Department of Chemical Engineering, Indian Institute of Technology, Delhi, New Delhi, India.
Yardi School of Artificial Intelligence, Indian Institute of Technology, Delhi, New Delhi, India.
J Digit Imaging. 2023 Oct;36(5):2148-2163. doi: 10.1007/s10278-023-00873-2. Epub 2023 Jul 10.

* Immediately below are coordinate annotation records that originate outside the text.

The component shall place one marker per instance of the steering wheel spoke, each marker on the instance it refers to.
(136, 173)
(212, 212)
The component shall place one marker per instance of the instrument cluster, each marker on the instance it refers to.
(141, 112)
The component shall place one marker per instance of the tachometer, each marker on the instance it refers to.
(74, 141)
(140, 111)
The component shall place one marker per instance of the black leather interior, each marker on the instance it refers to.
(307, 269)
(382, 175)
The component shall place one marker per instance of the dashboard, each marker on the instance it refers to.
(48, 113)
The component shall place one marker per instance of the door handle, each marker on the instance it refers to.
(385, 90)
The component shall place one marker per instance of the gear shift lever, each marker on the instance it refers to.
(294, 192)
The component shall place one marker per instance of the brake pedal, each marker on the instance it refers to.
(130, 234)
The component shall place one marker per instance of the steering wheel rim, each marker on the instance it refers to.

The emergence of various deep learning approaches in diagnostic medical image segmentation has made machines capable of accomplishing human-level accuracy. However, the generalizability of these architectures across patients from different countries, Magnetic Resonance Imaging (MRI) scans from distinct vendors, and varying imaging conditions remains questionable. In this work, we propose a translatable deep learning framework for diagnostic segmentation of cine MRI scans. This study aims to render the available SOTA (state-of-the-art) architectures domain-shift invariant by utilizing the heterogeneity of multi-sequence cardiac MRI. To develop and test our approach, we curated a diverse group of public datasets and a dataset obtained from private source. We evaluated 3 SOTA CNN (Convolution neural network) architectures i.e., U-Net, Attention-U-Net, and Attention-Res-U-Net. These architectures were first trained on a combination of three different cardiac MRI sequences. Next, we examined the M&M (multi-center & mutli-vendor) challenge dataset to investigate the effect of different training sets on translatability. The U-Net architecture, trained on the multi-sequence dataset, proved to be the most generalizable across multiple datasets during validation on unseen domains. This model attained mean dice scores of 0.81, 0.85, and 0.83 for myocardial wall segmentation after testing on unseen MyoPS (Myocardial Pathology Segmentation) 2020 dataset, AIIMS (All India Institute of Medical Sciences) dataset and M&M dataset, respectively. Our framework achieved Pearson's correlation values of 0.98, 0.99, and 0.95 between the observed and predicted parameters of end diastole volume, end systole volume, and ejection fraction, respectively, on the unseen Indian population dataset.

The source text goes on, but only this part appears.